那么可以在不改变列主要顺序的情况下将它们相乘吗?
修改
所以我通过这个工作示例所做的更改获得了预期的结果:
#include <cublas_v2.h>
#include <iostream>
#include <cuda.h>
#include <cuda_runtime.h>
int main()
{
int x_rows_num = 4;
int q_rows_num = 2;
int dim = 3;
int N = x_rows_num*dim;
int M = q_rows_num*dim;
float *x, *q, *x_q_multiplication;
cudaMallocManaged(&x, N*sizeof(float));
cudaMallocManaged(&q, M*sizeof(float));
cudaMallocManaged(&x_q_multiplication, q_rows_num*x_rows_num*dim);
for (int i = 0; i< N; i++) x[i] = i*1.0f;
for (int i = 0; i< M; i++) q[i] = (i + 3)*1.0f;
float *q_device;
cudaMallocManaged(&q_device, M*sizeof(float));
cudaMemcpy(q_device, q, M*sizeof(float), cudaMemcpyHostToDevice);
cublasHandle_t handle;
cublasCreate(&handle);
float alpha = 1.f;
float beta = 0.f;
cublasSgemm(handle,
CUBLAS_OP_T, CUBLAS_OP_N,
x_rows_num, q_rows_num, dim,
&alpha,
x, dim,
q, dim,
&beta,
x_q_multiplication, x_rows_num);
cudaDeviceSynchronize();
for (int i = 0; i < q_rows_num*x_rows_num; i++) std::cout << x_q_multiplication[i] << " ";
cudaFree(x);
cudaFree(q);
cudaFree(x_q_multiplication);
return 0;
}
然而,我仍然不确定为什么昏暗成为领导维度
答案 0 :(得分:1)
原来的CUBLAS电话:
cublasSgemm(cublas_handle,
CUBLAS_OP_T, CUBLAS_OP_N,
q_rows_num, x_rows_num, dim,
&alpha, // 1
q_device, q_rows_num,
x, x_rows_num,
&beta, // 0
x_q_multiplication, q_rows_num);
接近正确。
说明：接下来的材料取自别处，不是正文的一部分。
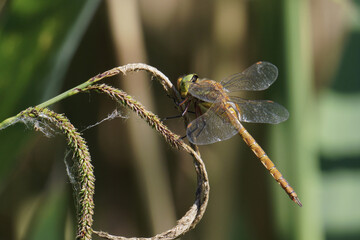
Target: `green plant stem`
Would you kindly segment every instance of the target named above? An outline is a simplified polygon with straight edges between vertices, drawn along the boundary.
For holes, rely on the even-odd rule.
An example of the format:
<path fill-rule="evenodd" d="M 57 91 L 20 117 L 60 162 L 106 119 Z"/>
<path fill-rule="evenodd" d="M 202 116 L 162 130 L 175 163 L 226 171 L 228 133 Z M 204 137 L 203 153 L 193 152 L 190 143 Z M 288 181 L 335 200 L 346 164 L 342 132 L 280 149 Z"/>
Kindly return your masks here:
<path fill-rule="evenodd" d="M 90 78 L 86 82 L 84 82 L 66 92 L 61 93 L 61 94 L 57 95 L 56 97 L 53 97 L 53 98 L 37 105 L 36 107 L 37 108 L 46 108 L 46 107 L 48 107 L 56 102 L 59 102 L 67 97 L 70 97 L 79 92 L 82 92 L 83 89 L 85 89 L 86 87 L 91 86 L 104 78 L 112 77 L 119 73 L 122 73 L 125 75 L 128 72 L 135 72 L 135 71 L 139 71 L 139 70 L 143 70 L 143 71 L 147 71 L 147 72 L 151 73 L 154 77 L 159 79 L 159 81 L 160 81 L 161 85 L 164 87 L 165 91 L 168 94 L 171 93 L 171 94 L 169 94 L 170 96 L 179 98 L 179 96 L 180 96 L 179 93 L 175 90 L 175 88 L 172 85 L 172 83 L 170 82 L 170 80 L 162 72 L 160 72 L 156 68 L 149 66 L 147 64 L 144 64 L 144 63 L 130 63 L 127 65 L 115 67 L 113 69 L 110 69 L 108 71 L 100 73 L 100 74 Z M 16 116 L 9 117 L 9 118 L 5 119 L 4 121 L 0 122 L 0 130 L 4 129 L 5 127 L 11 125 L 14 121 L 16 121 L 18 119 L 18 117 L 20 116 L 20 114 L 21 113 L 17 114 Z"/>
您对主要尺寸应该是什么的解释是正确的。你错了的是Op说明符。如果两个矩阵都是行主要排序并且第一个数组需要以其(行主要)转置顺序读取,那么操作应该是:
#include <cublas_v2.h>
#include <cstring>
#include <iostream>
#include <cuda.h>
#include <cuda_runtime.h>
int main()
{
int x_rows_num = 4;
int q_rows_num = 2;
int dim = 3;
int N = x_rows_num*dim;
int M = q_rows_num*dim;
float x0[12] = {0, 1, 2, 3, 4, 5, 6, 7, 8, 9, 10, 11};
float q0[6] = {3, 4, 5, 6, 7, 8 };
float *x, *q, *x_q_multiplication;
cudaMallocManaged(&x, N*sizeof(float));
cudaMallocManaged(&q, M*sizeof(float));
cudaMallocManaged(&x_q_multiplication, q_rows_num*x_rows_num*dim);
std::memcpy(x, x0, N*sizeof(float));
std::memcpy(q, q0, M*sizeof(float));
float *q_device;
cudaMallocManaged(&q_device, M*sizeof(float));
cudaMemcpy(q_device, q, M*sizeof(float), cudaMemcpyHostToDevice);
cublasHandle_t handle;
cublasCreate(&handle);
float alpha = 1.f;
float beta = 0.f;
cublasSgemm(handle,
CUBLAS_OP_N, CUBLAS_OP_T,
q_rows_num, x_rows_num, dim,
&alpha, // 1
q_device, q_rows_num,
x, x_rows_num,
&beta, // 0
x_q_multiplication, q_rows_num);
cudaDeviceSynchronize();
for (int i = 0; i < q_rows_num*x_rows_num; i++) std::cout << x_q_multiplication[i] << " "; std::cout << std::endl;
cudaFree(x);
cudaFree(q);
cudaFree(x_q_multiplication);
return 0;
}
这对我来说是这样的:
$ nvcc -arch=sm_52 cublas_trans.cu -o cublas_trans -lcublas
$ ./cublas_trans
76 88 91 106 106 124 121 142
我相信这是正确答案。
顺便提一下,Robert Crovella现在删除了评论,你说你冒犯了100%正确。我怀疑他像我一样读了你原来的CUBLAS调用,解释了这些论点并得出结论,正如我所做的那样,而且正如CUBLAS本身所做的那样,你试图将3x4矩阵和3x2矩阵相乘。这就是引发无效参数错误的原因。